The problem for the nursing homes, however, is the absence of comparable male groups. In such cases, the legislation provides a “proxy” method that involves looking at comparable women elsewhere who have achieved pay equity with men.
The for-profit nursing homes began in 1994 to use the municipally run Municipal Homes for the Aged for comparison purposes. After extensive negotiations, parity was achieved in 2005.
Since then, however, the unions argue pay equity at the for-profits has eroded, sparking the lengthy legal battle.
The unions turned to the province’s Pay Equity Hearings Tribunal, which in January 2016 came up with a compensation formula after finding the act did not require an ongoing comparison group.

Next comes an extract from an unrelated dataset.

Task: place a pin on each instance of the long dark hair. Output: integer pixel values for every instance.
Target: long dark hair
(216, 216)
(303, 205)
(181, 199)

On appeal to Divisional Court, the unions insisted the proxy method should be used on an ongoing basis. For their part, the nursing homes argued the proxy method only applies to establishing pay equity in the first place but not to maintaining it.
In 2019, Divisional Court decided the tribunal’s decision was unreasonable. It found the act did indeed mandate ongoing use of the proxy method to maintain pay equity, and sent the matter back to the tribunal to hammer out how that should happen.
In its 2-1 ruling Tuesday, the Court of Appeal agreed with the lower court that the tribunal’s decision had been unreasonable.
“The text, context, scheme and purpose of the act make it clear that ongoing access to male comparators through the proxy method is required to maintain pay equity,” the Appeal Court said.
In a dissenting opinion, Justice Grant Huscroft praised the tribunal’s decision in making sense of an “extremely complicated” legislative scheme.
“The decision reflects the tribunal’s considerable expertise,” Huscroft said. “It is entitled to deference from this court.”
Nevertheless, McKenna said she was thrilled with the Appeal Court decision. She called for an end to the 15 years of litigation and a resolution to the underlying equity problem.
“It’s time to end this battle,” McKenna said. “Think of the cost of these ongoing litigations over these years, what that has cost the homes, what that has cost the government. To what end?”
Neither the Ministry of the Attorney General nor nursing homes had any immediate comment.